Du lundi au dimanche
Mise à nu
Mes jours sont des nuits blanches.

Mise à nu,là dans le désert
De nos amours j'ai marché des heures,
J'ai rien vu malgré mes prières
Quelques vautours venus là par erreur,
Face au vent j'ai si peur
Depuis que t'as déserté ma vie,
Je ressens la terreur,
Je ne sais plus très bien qui je suis

Du lundi au dimanche
Mise à nu
Mes jours sont des nuits blanches.

Tous les avions sont passés sans me voir
A l'horizon le ciel est noir
Quand les histoires se terminent mal et qu'on les ramasse
Y a des silences et des souvenirs qui laissent des traces.

Lentement je refais surface
Fin de l'hiver une histoire qui s'efface,
Doucement je remplis l'espace
Quand je vois la mer je ne bois plus la tasse,
C'est comme ça que j'oublie
Qu'c'est toi qui m'a volé ma vie,
Quelquefois je m'ennuie
Alors j'vais danser sous la pluie

Du lundi au dimanche mise à nu
Mes jours sont des nuits blanches.

Et soudain tout s'éclaire. Ça me parlait et me parle plus encore maintenant que je sais. "T'es beau"

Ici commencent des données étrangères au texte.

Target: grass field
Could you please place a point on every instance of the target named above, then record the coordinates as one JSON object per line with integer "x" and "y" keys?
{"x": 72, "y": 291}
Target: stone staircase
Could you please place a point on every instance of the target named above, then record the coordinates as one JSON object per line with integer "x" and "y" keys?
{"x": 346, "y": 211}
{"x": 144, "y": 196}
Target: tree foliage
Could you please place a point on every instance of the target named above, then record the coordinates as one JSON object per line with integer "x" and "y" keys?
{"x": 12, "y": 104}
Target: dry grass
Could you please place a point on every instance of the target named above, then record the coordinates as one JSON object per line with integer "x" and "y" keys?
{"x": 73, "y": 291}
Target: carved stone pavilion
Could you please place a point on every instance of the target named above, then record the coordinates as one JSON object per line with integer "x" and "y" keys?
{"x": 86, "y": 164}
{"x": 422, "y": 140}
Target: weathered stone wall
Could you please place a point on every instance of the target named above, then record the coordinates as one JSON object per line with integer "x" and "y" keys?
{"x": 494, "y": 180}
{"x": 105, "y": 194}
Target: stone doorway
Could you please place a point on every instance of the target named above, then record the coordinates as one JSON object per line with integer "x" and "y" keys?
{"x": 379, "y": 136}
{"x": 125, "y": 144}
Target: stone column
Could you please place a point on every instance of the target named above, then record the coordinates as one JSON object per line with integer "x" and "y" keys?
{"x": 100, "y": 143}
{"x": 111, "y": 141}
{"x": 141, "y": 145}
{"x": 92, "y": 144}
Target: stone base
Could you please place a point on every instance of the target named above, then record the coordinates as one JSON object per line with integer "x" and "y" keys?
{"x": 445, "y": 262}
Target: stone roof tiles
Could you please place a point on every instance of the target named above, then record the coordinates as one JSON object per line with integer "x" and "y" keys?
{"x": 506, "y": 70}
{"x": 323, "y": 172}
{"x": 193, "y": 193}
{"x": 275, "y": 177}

# Posté le dimanche 18 novembre 2007 15:06

Début des choses moins drôles

Début des choses moins drôles
Recroquevillement et endormissement, départ vers un hiver tout doux... Je déteste l'hiver malin qui nous enferme dans une espèce de spirale se déroulant indéfiniment, mêmes problématiques, mêmes matins léthargiques, mêmes visages oubliés, même quotidien effréné : bus, amphi, BU, RU, BU, bus... Ça craint. Mêmes occupations bénignes, cadavres exquis, arts plastiques pendant que le seigneur des moulins baragouine son lyrisme mal venu. Don Quichotte des espérés, il se prend au jeu des projecteurs, du micro, des attentions sans intentions et oublie le fond de l'histoire. Mêmes heures infernales qui passent sans rien dire, qui fondent sous la langue et s'échappent une fois encore. Sortir et voir que le jour est tombé. Tombé du ciel comme on s'acharne à l'écrire à l'heure de la lecture du Paul ibérique, pour illustrer les théories tombées à travers les nuages pour matérialiser un monde qu'on peine tout de même à modéliser, qu'on s'acharne à vouloir fabriquer, qu'on parvient à instrumentaliser. Même constat désanchanté quand on prend conscience de la grandeur putréfactoire de certains, quand les scénarios sont aisés à bâtir pour abattre tout un monde. Le mien
Même douceur d'entendre que certains ne s'y prêtent pas. Que d'autres partagent la complainte et savent s'y prendre pour oublier, tout faire pour oublier et construire un cocon, un plaisir, un havre pacifique, quoique le havre ne soit pas l'antichambre d'un coeur... Le mien

La joie pourtant de retrouver ses endroits, ces enfants qu'on a vu grandir, qu'on aime de plus en plus, ce souvenirs qui jaillissent et l'envie de recommencer. Le besoin de reprendre pied maintenant qu'on a le sentiment d'avoir compris.

J'aime cet endroit.

# Posté le dimanche 18 novembre 2007 14:46

Les copines

Les copines
La mémoire phénoménale de mon ordinateur m'apprend tout juste que j'ai déjà intitulé un article "annaïg, annaïg" alors question de conviction personnel et d'appêtit stylistique je ne renouvellerais pas l'expérience, choisissant quelque chose de plus neutre, de plus sain, de plus universel afin de ne pas verser dans l'article "spécialkassededijtelove" vu que la personne en question n'aime pas ça.

Annaïg, les terres brûlées au vent des landes de pierres, autour des lacs du Connemara ne sont rien à côté de tout ce que tu peux m'apporter, plus ou moins volontairement, mais t'y mets du tiens, c'est l'essentiel.

Voilà, il y a des gens qui vous aiment pour de vrai, c'est-à-dire qu'ils vous regardent avec de vrais yeux innocents et inconscients, qui vous découvrent tout en vous connaissant par coeur et c'est touchant. Touchant de s'apprendre au fur et à mesure et tout à coup de ne plus avoir le sentiment d'être LA niaise des deux, mais qu'au fond on est toutes les deux niaises, ou alors qu'on a tous nos moments de faiblesses. qu'au fond il n'y a pas des bons et des bêtes mais uniquement des truants qui volent les qualités des autres quand ça les arrange. Et qui volent la cordialité des autres quand leur bonne volonté légendaire (et judéo-chrétienne) fait défaut (toi lundi, moi mardi). Et qui savent que la mitié c'est la moitié que c'est étrange, ça tombe comme ça et qu'on est plus fort à plusieurs, surtout grâce à M6 mobile et MSN

Repasse quand tu veux devant l'IEP par hasard.